The research team has been supported by the Innovation and Technology Commission (ITC), receiving multiple Innovation and Technology Fund (ITF). The project also received support from the Lawrence Livermore National Laboratory, under the Department of Energy of the United States. The research team has received multiple U.S. patents related to this project and the results were published in Science in October. Science is regarded as one of the most prestigious academic journals in the world, published by the American Association for the Advancement of Science (AAAS).

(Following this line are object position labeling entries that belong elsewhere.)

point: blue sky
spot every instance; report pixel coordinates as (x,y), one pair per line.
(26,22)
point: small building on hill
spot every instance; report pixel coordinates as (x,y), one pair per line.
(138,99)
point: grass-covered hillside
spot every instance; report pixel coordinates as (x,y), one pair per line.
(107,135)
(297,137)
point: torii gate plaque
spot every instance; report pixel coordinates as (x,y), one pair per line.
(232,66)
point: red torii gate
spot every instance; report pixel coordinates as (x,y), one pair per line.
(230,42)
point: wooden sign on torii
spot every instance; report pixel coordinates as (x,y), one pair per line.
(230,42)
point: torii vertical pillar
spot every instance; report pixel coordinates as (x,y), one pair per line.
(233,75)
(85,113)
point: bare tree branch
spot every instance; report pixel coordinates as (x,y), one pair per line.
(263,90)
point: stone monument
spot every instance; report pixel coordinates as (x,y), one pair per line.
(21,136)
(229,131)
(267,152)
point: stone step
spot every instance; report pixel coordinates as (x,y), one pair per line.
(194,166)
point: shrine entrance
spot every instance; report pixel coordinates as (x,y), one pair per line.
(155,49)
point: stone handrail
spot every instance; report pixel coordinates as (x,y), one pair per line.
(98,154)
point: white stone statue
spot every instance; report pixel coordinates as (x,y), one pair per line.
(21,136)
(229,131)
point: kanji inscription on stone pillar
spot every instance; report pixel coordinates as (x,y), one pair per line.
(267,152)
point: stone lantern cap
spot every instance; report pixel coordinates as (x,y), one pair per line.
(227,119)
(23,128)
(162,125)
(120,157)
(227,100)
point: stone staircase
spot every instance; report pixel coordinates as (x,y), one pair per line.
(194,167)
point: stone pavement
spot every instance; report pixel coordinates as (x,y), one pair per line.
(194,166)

Note 1: (A to C) Millimeter-scale structure with submicrometer features supported on a U.S. penny on top of a reflective surface. The 2.20 mm × 2.20 mm × 0.25 mm cuboid was printed in 8 min 20s, demonstrating a 3D printing rate of 8.7 mm3/hour. In contrast, point-scanning techniques would require several hours to print this cuboid. (D) A 3D micropillar printed through stacking of 2D layers, demonstrating uniformity of printing that is indistinguishable from that of commercial serial-scanning systems. (E and F) Spiral structures printed through projection of a single layer demonstrating the ability to rapidly print curvilinear structures within single-digit millisecond time scales without any stage motion. (G to J) Overhanging 3D structures printed by stitching multiple 2D projections demonstrating the ability to print depth-resolved features. The bridge structure in (G), with 90° overhang angles, is challenging to print using point-scanning TPL techniques or any other technique owing to its large overhang relative to the size of the smallest feature and the submicron feature resolution.
Note 2: (A) Width (along lateral direction) and (B) height (along axial direction) of suspended nanowires printed under different conditions. Width of lines in the projected DMD pattern was varied from 3 to 6 pixels with a fixed period of 30 pixels. Each pixel (px) maps to 151 nm in the projected image. Labels HP, MP, and LP refer to high (42 nW/px), medium (39 nW/px), and low (35 nW/px) power levels, respectively. All markers of a specific shape represent data points generated at the same power level, and all markers of a specific colour represent the same line width. Printing was performed with a femtosecond laser that had a center wavelength of 800 nm and a nominal pulse width of 35 fs and with a 60 × 1.25 numerical aperture objective lens. (C and D) Scanning electron microscope images of the suspended nanowire features.